A gallery of photographer Olivia Acland's latest work from Sierra Leone where she visited doctors that use a combination of black magic and herbal medicines to cure the sick.
I recently spent a week visiting witch doctors in their clinics around Sierra Leone. Each person I photographed is a member of the National Council of Traditional Healers, most of whom use a combination of black magic and herbal medicines to cure the sick. As well as offering antidotes to bodily illness, many also claim to be able to curse—and even kill—enemies. Incantations to the devil are often chanted during their ceremonies as they ask for help with difficult magic.
Dr. Tarawallie, the president of the union, says, "I often speak with the devil alone at night, he helps me in my work. We do have the power to kill—there is a spell you can do with a bowl of water. The enemy's face appears in the water, and when you hit it, it disappears and the liquid turns red. Then the person will drop down dead."

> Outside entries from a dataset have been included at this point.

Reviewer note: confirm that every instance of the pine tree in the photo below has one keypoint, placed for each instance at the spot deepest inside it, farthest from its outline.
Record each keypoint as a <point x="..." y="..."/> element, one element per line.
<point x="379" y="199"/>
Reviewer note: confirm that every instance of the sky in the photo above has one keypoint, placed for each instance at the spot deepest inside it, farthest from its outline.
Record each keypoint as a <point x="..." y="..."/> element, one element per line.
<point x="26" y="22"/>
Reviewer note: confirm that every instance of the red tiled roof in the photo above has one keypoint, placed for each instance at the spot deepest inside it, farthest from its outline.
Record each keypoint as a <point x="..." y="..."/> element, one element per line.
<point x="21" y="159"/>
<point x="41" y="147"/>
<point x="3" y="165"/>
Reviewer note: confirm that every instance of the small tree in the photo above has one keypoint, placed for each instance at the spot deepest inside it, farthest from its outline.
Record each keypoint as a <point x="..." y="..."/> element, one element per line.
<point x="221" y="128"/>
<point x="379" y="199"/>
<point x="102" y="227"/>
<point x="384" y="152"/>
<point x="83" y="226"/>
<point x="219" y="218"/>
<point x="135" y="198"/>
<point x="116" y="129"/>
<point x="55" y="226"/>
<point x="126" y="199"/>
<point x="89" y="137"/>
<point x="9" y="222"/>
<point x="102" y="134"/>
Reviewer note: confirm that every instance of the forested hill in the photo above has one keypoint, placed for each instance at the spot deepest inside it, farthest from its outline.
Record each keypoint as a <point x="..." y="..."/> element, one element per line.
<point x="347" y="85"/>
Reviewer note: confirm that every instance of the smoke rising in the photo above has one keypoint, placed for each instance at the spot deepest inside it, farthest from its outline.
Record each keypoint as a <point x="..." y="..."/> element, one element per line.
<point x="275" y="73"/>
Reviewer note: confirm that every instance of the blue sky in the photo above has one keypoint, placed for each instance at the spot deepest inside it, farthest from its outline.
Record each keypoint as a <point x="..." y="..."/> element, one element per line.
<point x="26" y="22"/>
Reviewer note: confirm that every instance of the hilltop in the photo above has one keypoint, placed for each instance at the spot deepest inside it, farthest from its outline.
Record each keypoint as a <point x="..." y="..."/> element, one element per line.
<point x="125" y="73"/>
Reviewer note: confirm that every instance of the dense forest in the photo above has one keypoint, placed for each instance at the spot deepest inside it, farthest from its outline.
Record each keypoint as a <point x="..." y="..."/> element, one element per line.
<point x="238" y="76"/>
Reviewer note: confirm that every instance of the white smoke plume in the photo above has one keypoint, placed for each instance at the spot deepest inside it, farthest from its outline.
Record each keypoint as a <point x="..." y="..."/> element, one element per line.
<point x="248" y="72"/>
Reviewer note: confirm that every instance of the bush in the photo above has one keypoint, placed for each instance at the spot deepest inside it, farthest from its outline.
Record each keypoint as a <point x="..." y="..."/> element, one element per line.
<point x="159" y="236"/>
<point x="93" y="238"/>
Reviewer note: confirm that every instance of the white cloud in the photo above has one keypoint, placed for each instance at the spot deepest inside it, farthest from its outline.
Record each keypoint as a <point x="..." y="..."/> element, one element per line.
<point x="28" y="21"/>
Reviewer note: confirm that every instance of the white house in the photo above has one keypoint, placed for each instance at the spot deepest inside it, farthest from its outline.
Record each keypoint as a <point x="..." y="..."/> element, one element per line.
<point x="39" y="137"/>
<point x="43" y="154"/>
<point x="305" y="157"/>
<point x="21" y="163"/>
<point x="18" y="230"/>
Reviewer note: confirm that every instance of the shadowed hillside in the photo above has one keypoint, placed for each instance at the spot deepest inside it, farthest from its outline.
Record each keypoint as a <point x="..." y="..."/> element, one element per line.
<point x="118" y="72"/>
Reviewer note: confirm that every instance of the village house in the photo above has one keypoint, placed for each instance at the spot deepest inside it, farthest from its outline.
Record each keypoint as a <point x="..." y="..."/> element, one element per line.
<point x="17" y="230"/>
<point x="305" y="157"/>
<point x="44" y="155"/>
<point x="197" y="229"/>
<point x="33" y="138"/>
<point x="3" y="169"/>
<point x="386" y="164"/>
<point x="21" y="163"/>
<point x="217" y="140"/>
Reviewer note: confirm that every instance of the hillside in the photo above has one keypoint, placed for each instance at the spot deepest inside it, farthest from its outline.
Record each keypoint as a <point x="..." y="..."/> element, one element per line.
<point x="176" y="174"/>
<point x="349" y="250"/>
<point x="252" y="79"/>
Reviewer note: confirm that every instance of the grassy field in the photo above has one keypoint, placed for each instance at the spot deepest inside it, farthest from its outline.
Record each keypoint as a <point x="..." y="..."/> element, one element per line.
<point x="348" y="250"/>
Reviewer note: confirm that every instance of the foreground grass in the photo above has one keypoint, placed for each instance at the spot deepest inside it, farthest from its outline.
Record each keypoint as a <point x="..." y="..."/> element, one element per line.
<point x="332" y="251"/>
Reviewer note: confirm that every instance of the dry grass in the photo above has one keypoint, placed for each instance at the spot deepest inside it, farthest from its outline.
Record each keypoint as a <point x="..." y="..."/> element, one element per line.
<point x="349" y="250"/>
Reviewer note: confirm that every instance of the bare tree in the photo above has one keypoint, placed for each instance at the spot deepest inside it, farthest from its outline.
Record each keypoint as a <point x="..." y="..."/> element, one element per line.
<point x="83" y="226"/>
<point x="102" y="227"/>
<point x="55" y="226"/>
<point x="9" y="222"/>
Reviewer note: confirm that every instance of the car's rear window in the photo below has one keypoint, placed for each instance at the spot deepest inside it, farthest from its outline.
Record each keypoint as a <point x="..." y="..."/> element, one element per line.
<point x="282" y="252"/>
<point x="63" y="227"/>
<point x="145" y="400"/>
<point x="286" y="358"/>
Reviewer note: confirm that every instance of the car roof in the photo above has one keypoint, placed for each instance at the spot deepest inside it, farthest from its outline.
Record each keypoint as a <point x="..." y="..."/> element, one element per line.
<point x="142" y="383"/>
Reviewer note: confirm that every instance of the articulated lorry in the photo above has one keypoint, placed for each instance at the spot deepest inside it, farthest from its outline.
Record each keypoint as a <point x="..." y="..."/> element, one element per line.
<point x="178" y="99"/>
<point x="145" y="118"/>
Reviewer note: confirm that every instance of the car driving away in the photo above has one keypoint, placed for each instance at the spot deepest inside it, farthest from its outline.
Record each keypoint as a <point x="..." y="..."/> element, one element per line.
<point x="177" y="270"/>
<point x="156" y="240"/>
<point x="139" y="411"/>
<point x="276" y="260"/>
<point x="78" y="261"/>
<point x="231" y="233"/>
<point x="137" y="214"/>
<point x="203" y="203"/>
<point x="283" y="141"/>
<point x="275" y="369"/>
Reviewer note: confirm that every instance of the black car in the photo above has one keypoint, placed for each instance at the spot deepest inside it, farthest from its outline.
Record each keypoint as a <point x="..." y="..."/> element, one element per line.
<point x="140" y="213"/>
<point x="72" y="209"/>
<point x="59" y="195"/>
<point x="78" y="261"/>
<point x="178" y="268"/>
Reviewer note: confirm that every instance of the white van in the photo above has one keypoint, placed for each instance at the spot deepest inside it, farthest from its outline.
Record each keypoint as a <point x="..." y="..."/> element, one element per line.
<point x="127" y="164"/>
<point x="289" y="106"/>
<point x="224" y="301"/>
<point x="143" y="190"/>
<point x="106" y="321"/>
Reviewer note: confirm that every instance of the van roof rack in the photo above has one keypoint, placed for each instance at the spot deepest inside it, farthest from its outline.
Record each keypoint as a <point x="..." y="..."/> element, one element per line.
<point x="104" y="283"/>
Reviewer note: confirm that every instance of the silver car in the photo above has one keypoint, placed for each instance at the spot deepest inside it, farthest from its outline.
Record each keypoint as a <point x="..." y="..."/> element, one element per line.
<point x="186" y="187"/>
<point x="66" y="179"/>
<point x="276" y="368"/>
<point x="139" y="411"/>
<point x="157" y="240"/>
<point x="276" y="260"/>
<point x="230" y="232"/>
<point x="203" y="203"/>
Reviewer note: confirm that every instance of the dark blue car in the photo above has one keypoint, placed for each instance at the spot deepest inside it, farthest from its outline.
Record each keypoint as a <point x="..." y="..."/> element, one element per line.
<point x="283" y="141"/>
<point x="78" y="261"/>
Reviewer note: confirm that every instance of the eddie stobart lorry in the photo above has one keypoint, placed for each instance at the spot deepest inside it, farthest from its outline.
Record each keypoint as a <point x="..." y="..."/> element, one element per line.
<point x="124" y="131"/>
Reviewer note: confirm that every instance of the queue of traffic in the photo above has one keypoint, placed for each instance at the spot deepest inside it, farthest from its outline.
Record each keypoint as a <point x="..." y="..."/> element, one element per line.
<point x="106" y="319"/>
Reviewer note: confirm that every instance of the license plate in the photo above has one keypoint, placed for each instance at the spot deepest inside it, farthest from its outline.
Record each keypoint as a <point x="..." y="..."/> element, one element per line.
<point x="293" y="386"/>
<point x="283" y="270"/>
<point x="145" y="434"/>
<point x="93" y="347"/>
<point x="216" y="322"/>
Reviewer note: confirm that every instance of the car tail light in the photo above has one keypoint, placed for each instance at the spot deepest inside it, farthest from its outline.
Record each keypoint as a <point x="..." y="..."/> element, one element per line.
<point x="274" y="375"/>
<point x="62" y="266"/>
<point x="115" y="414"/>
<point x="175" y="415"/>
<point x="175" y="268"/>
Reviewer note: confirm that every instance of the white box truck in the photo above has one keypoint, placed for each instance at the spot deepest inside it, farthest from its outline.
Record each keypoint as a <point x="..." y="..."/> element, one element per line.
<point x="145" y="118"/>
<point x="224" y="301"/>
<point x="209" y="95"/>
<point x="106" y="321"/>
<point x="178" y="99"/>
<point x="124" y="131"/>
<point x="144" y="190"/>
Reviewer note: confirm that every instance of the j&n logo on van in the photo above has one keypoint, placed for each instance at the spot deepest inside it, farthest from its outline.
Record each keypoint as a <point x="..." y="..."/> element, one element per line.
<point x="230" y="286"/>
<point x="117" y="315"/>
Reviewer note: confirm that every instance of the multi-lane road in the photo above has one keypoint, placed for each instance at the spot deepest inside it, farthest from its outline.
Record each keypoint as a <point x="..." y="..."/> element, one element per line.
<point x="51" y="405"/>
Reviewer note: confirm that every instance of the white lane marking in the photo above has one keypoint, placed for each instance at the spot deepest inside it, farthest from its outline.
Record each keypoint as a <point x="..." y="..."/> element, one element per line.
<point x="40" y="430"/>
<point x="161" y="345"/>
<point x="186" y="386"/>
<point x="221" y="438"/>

Belief in witch doctors is widespread throughout Sierra Leone, and they are visited by everyone from politicians to priests, farmers, and even doctors of modern medicine.
During my time with the witch doctors, I witnessed a young girl with paralyzed legs being treated. Blood from a half dead chicken's neck was sprinkled onto her knees. She was then shaken vigorously, in the belief doing so would expel the witch hiding inside her. I also had my own forehead anointed with goat's blood and my arm cursed after being sprinkled with itchy witch dust.